Article 4(2) of Convention No. 171. Health assessment. The Committee notes that Act No. 101/2000 on personal data protection, was repealed and replaced by Act. No. 110/2019 on personal data processing. It observes that, contrary to the previous Act, the new Act does not ensure anymore that findings of health assessments are treated with confidentiality and are not used to the detriment of workers. The Committee requests the Government to indicate the manner in which it is ensured that the findings of health-care assessments, with the exception of a finding of unfitness for night work, shall not be transmitted to others without the workers' consent and that they shall not be used to the workers’ detriment,including through relevant laws or regulations.

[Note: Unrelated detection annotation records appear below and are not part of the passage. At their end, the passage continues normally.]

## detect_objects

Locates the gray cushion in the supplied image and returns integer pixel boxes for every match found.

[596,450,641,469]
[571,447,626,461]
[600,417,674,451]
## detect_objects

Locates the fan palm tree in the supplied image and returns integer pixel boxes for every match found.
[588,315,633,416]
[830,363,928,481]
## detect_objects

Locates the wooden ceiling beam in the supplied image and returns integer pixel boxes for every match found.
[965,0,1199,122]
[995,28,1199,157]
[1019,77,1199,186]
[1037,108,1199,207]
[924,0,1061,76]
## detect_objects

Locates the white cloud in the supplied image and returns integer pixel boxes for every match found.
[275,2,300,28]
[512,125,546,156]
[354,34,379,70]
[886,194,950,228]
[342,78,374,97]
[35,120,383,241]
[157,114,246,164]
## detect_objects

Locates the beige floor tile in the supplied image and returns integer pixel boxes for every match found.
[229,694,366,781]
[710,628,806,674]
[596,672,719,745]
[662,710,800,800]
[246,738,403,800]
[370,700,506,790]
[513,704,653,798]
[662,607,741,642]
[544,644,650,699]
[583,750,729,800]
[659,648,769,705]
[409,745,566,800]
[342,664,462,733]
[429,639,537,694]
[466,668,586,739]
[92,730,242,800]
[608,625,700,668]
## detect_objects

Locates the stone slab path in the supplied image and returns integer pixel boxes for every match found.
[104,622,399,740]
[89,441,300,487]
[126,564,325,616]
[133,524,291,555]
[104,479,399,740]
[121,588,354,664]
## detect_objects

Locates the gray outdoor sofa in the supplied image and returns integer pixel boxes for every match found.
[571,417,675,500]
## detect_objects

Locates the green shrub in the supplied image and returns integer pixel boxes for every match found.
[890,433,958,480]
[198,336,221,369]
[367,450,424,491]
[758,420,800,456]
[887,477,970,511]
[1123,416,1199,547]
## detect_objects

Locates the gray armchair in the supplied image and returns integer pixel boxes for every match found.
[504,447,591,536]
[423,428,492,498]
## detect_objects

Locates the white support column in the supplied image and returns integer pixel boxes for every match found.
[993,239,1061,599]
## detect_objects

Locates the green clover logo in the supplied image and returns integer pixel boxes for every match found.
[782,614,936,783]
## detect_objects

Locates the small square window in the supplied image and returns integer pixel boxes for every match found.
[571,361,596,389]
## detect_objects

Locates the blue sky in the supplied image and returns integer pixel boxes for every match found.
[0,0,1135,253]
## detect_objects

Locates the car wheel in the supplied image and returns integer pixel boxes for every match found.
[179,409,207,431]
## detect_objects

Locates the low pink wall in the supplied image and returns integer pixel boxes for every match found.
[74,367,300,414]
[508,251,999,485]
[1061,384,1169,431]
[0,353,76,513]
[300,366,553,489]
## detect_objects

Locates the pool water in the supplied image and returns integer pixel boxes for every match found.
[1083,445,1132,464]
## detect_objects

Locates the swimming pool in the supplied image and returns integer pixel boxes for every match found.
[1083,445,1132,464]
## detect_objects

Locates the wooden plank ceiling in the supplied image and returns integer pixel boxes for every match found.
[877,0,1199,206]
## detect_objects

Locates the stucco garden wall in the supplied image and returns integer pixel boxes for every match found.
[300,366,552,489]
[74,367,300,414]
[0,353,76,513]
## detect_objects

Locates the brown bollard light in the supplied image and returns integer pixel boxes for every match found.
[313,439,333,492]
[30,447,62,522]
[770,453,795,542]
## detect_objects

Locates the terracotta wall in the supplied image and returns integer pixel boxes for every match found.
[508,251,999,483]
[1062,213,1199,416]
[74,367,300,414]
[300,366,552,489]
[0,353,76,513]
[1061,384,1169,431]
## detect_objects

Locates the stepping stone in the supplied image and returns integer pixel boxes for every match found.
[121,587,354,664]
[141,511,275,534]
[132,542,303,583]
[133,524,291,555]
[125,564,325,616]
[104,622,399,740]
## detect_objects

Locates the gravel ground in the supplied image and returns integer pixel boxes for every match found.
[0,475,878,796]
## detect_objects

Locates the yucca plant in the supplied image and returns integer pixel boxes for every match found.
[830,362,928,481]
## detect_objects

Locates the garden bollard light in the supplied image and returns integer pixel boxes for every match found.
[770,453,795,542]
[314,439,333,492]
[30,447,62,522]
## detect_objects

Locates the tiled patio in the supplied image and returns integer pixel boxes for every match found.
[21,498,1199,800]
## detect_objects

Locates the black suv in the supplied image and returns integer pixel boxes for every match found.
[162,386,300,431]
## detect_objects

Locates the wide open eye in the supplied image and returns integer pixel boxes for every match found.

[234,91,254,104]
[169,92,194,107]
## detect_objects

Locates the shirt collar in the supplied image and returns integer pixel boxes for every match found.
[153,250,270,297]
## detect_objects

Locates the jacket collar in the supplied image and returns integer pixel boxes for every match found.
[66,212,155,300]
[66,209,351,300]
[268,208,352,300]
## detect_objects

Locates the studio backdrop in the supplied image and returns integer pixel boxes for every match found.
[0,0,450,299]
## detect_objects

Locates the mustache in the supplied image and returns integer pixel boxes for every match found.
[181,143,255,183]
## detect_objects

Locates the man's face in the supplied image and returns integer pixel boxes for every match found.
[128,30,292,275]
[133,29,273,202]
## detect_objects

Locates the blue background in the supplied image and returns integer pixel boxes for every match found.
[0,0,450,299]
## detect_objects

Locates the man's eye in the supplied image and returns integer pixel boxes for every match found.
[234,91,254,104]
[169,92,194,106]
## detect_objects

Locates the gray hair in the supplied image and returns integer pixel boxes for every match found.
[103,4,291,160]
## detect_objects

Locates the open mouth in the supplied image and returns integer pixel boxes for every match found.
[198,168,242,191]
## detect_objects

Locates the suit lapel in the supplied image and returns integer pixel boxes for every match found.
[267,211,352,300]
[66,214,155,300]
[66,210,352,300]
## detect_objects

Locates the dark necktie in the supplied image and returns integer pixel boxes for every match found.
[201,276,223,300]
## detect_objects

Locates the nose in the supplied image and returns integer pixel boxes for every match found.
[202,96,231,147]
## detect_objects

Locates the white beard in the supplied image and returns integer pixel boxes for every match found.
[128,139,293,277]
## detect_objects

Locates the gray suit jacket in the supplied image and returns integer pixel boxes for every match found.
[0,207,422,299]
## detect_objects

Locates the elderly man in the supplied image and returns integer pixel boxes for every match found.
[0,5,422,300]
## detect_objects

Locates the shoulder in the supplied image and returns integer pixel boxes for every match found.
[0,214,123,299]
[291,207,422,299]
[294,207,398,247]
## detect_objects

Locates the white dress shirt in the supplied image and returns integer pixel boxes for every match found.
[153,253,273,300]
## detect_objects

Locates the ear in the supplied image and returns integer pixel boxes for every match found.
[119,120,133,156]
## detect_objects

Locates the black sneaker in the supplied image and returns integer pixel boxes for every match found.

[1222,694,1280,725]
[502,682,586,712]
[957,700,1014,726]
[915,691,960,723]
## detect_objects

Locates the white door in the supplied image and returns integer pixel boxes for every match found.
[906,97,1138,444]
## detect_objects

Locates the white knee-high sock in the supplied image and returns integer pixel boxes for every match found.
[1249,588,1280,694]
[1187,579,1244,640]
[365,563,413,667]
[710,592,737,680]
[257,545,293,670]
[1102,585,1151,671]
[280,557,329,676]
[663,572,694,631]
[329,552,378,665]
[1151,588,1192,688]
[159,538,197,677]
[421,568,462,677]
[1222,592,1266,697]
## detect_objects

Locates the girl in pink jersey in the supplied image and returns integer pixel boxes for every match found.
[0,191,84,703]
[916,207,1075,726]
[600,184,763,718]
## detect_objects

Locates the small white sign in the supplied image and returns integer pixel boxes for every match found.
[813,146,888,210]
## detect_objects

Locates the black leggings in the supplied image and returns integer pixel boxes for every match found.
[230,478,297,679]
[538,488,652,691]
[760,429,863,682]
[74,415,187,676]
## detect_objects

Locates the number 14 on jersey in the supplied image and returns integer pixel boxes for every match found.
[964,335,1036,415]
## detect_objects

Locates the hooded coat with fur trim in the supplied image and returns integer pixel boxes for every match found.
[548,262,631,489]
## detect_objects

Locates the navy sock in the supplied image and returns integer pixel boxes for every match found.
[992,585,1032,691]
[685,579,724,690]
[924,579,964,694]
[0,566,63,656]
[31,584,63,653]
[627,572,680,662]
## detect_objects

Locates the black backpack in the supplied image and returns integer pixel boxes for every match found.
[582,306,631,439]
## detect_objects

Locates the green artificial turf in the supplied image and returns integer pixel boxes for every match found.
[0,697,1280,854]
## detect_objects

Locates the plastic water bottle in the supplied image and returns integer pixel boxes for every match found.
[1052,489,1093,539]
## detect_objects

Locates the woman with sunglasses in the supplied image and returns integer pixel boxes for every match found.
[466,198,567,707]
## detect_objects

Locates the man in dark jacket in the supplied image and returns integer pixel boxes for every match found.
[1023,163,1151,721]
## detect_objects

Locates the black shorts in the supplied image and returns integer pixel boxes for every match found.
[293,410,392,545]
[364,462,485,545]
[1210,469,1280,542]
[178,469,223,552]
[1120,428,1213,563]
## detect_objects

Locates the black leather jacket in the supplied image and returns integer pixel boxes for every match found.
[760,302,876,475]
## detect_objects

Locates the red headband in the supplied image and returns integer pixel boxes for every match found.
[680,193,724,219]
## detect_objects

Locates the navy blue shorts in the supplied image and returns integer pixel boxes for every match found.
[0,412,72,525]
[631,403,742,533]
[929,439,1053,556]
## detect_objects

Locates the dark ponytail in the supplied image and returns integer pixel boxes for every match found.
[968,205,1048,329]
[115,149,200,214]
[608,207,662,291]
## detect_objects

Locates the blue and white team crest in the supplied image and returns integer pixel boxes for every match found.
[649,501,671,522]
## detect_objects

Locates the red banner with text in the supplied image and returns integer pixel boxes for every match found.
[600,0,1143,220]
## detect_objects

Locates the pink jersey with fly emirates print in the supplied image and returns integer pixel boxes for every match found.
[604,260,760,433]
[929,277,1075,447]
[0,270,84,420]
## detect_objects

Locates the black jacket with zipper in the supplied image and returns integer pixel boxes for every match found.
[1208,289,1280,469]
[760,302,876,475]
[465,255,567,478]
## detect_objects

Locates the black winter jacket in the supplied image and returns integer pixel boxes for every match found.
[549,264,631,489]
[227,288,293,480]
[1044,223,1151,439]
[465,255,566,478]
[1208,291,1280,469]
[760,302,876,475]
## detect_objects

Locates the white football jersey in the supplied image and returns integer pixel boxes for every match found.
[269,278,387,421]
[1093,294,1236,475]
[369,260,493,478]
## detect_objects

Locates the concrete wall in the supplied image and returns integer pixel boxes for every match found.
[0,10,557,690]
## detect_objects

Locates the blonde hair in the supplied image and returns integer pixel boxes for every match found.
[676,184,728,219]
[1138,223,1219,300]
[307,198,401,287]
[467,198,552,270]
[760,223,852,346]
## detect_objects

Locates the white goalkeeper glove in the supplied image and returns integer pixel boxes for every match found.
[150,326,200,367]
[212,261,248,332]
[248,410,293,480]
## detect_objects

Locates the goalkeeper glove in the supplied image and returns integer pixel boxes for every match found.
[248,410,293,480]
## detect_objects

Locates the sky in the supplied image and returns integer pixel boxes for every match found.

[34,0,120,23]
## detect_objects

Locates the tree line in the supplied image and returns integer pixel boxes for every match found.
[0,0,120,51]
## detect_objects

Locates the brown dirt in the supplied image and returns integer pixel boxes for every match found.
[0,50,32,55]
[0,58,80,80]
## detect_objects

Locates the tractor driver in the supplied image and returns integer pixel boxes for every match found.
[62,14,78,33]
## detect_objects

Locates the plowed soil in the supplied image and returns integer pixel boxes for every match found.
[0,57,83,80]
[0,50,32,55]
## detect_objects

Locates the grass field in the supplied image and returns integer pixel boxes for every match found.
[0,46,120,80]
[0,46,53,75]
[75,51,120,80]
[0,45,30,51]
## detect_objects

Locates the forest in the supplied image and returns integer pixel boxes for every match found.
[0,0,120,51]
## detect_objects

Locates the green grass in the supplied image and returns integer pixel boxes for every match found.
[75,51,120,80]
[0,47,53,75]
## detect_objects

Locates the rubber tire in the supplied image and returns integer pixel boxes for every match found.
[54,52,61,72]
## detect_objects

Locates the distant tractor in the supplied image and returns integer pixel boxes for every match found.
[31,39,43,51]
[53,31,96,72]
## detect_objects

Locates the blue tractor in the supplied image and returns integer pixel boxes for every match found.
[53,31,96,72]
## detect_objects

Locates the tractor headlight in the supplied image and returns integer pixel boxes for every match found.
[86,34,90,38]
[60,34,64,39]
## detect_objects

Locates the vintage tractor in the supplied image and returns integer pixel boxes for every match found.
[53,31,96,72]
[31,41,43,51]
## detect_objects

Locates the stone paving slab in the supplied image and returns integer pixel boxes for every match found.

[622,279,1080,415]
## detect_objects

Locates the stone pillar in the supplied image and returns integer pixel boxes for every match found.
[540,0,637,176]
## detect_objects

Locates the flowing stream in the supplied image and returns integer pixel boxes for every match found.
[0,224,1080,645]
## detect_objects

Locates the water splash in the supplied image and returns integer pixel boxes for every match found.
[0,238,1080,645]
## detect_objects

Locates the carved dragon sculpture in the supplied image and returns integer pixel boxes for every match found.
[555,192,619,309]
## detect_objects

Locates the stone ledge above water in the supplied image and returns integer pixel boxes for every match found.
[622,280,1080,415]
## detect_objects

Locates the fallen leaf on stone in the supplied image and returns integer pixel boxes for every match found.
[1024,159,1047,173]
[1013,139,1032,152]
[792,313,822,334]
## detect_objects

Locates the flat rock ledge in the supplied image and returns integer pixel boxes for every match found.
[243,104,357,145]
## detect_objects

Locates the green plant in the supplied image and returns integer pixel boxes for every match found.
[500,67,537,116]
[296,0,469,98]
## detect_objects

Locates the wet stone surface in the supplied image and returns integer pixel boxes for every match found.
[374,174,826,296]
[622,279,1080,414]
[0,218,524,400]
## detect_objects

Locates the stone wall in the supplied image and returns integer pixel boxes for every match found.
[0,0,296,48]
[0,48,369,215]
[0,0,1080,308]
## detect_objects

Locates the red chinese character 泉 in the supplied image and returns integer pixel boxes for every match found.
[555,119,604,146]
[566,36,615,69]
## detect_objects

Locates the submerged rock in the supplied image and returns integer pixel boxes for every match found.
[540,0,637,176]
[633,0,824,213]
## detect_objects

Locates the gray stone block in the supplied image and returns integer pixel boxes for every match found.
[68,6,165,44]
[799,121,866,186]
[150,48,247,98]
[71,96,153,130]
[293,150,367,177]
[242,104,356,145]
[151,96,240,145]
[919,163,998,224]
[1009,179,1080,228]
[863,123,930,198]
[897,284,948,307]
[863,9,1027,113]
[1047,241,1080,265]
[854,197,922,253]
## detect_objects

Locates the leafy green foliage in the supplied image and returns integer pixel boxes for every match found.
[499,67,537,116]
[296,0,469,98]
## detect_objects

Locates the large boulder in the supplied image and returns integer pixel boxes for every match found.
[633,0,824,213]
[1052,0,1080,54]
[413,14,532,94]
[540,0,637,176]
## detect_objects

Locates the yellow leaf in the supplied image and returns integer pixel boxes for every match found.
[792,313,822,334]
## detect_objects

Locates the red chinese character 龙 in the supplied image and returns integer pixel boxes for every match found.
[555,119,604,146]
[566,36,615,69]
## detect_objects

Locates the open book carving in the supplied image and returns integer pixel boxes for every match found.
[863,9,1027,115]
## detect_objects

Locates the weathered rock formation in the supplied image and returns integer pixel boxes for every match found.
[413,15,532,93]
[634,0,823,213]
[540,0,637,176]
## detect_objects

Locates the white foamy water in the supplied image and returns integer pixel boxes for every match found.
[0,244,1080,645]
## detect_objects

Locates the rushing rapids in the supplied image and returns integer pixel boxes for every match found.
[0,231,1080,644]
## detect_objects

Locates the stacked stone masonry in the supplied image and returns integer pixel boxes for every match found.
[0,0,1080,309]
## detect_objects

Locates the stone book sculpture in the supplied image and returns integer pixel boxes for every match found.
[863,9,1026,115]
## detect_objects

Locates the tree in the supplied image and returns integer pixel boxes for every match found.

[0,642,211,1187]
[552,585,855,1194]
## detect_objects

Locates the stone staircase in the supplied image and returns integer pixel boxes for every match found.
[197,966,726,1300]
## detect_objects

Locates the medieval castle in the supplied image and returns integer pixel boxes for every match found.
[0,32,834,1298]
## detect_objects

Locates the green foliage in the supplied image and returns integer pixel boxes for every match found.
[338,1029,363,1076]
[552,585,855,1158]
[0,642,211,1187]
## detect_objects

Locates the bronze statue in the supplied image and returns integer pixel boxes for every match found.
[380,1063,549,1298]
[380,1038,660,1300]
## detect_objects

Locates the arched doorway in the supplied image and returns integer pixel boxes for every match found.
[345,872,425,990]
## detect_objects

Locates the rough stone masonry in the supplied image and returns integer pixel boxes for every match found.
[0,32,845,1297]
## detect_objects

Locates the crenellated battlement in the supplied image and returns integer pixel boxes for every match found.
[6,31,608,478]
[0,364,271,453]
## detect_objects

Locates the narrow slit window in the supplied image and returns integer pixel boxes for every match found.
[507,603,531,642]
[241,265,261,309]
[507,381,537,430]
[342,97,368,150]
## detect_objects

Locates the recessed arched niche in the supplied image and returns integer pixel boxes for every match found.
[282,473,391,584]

Article 6(2). Persons medically unfit for night work. The Committee notes that in response to previous comments on workers whose transfer to an alternative position proves impracticable, the Government indicates in its report that the national legislation regulating unemployment, sickness or disability benefits does not differentiate in any manner among various groups of workers, including night workers, and that these workers have been treated in the same manner as other categories of workers. The Government also indicates that, if the employer does not have suitable daytime work for the employee and if the employee has been certified as unfit in the long-term to perform the agreed night work, the employer may terminate the employment relationship on the grounds of medical unfitness pursuant to Section 52(e) of the Labour Code. The Committee notes that in the case of termination of employment, the Act on Employment provides for unemployment benefits and in the case of temporary incapacity, the Act on Sickness insurance provides for sickness benefits. The Committee takes note of this information, which addresses its previous request.
Article 7(3)(c). Maternity protection. The Committee notes that further to its previous comments, the Government indicates that under the Anti-Discrimination Act No. 198/2009 and section 16(2) of the Labour Code any form of discrimination in labour relations, including on the grounds of pregnancy and maternity, is prohibited. Furthermore, the Committee notes that section 47 of the Labour Code provides for the maintenance of benefits for women workers who return from maternity leave. The Committee takes note of this information, which addresses its previous request.